3) regulate further the position of concavees lens and the first convex lens, the degree of depth that laser is assembled increases successively, computing machine be captured in respectively at all levels the strongest stimulated Brillouin scattering signal;

4) numerical control rotating shaft rotates counterclockwise, and drives the second catoptron, orbital arm, the first guide rail, the second guide rail, concavees lens and the first convex lens to rotate together;

5) step 2 is repeated) and step 3);

6) numerical control rotating shaft rotates clockwise, and when numerical control rotating shaft rotates, related second catoptron, orbital arm, the first guide rail, the second guide rail, concavees lens and the first convex lens rotate together;

7) step 2 is repeated) and step 3);

8) the stimulated Brillouin scattering signal of collection gathers by computing machine, and draws out the stimulated Brillouin scattering signal distribution plots in two-dimensional space, and then calibrates the stimulated Brillouin scattering signal to noise ratio (S/N ratio) of diverse location;

9) monitoring ship migration in marine site repeats above-mentioned steps 2 simultaneously) to step 8), the analysis of stimulated Brillouin scattering Signal-to-Noise in marine site on a large scale finally can be completed, thus realize the 3 D Remote Sensing detection of ocean water quality.

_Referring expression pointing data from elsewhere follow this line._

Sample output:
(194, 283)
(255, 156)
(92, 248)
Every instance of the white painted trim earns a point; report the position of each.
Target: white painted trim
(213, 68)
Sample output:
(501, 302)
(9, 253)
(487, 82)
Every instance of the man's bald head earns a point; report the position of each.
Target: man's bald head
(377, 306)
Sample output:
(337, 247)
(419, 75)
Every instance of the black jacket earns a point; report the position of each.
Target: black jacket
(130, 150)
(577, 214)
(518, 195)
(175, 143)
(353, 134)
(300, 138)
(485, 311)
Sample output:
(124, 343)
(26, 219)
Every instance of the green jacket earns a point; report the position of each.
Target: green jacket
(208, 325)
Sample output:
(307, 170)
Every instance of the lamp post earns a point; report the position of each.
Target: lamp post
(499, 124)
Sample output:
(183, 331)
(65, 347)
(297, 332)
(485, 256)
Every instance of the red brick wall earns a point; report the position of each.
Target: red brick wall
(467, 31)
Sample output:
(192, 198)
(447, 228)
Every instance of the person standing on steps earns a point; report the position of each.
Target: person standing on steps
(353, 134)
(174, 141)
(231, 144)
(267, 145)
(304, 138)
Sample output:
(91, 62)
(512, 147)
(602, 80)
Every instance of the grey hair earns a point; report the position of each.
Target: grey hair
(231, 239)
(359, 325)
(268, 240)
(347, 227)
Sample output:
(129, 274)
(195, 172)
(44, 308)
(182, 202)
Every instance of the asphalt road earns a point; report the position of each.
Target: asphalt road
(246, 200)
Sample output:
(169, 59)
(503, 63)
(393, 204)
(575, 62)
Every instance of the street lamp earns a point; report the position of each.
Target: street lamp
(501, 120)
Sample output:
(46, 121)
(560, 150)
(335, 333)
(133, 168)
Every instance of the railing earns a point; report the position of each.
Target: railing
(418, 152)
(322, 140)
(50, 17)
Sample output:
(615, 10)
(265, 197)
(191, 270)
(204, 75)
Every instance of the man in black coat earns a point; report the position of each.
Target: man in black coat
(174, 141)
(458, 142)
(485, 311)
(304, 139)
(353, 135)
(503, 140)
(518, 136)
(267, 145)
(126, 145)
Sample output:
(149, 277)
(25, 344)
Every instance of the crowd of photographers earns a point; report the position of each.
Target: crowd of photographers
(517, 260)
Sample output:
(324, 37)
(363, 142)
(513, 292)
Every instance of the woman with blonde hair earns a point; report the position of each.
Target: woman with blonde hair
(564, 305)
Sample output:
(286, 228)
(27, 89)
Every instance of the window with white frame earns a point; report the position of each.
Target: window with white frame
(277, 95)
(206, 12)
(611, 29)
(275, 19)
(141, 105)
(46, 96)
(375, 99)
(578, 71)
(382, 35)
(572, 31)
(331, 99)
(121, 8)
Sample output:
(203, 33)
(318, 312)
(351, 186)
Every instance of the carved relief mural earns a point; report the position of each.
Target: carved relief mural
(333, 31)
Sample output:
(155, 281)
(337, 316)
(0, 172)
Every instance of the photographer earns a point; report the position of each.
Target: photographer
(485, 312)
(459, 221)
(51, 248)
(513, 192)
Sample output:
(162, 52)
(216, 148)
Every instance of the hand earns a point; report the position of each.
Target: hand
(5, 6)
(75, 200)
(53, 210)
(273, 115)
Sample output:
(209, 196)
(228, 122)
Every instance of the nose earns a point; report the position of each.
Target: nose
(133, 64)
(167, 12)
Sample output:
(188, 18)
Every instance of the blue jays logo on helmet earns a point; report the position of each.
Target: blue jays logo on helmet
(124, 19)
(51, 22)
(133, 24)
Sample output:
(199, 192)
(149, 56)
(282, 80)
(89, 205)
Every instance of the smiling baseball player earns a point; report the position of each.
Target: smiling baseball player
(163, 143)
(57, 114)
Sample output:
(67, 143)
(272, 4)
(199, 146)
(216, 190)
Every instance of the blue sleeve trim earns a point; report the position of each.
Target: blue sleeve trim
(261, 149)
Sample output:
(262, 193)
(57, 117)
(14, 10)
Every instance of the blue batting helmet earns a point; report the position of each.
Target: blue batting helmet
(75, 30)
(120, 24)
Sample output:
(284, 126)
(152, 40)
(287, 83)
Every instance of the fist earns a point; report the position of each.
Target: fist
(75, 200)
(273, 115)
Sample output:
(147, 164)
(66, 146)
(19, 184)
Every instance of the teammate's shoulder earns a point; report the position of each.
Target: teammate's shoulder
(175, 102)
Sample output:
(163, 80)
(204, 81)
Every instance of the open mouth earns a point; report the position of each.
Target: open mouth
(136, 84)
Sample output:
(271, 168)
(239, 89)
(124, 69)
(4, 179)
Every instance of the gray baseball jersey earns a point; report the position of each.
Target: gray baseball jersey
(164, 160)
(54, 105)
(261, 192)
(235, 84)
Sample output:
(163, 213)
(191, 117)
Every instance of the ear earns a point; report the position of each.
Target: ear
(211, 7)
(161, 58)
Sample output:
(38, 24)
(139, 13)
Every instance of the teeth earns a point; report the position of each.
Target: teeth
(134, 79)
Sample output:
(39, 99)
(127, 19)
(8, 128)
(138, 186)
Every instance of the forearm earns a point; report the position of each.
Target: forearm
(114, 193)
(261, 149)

2. seawater quality 3 D Remote Sensing detection method according to claim 1, it is characterized in that, the strongest described stimulated Brillouin scattering signal makes laser converge to this measurement waters and the stimulated Brillouin scattering signal excited by concavees lens and the first convex lens.

3. seawater quality 3 D Remote Sensing detection method according to claim 1, it is characterized in that, described step 3), its principle is the stimulated Brillouin scattering signal of record bit depth and successively progressively increases investigation depth with this unit depth, draws out the brillouin scattering signal data of different depth.

4. seawater quality 3 D Remote Sensing detection method according to claim 1, it is characterized in that, when analyzing the data of stimulated Brillouin scattering signal, signal to noise ratio (S/N ratio) by analyzing stimulated Brillouin scattering signal detects sea water advanced, its principle be ocean water quality good time the signal to noise ratio (S/N ratio) of stimulated Brillouin scattering signal that produces high, and the signal to noise ratio (S/N ratio) of the stimulated Brillouin scattering signal produced when ocean water quality is poor is low.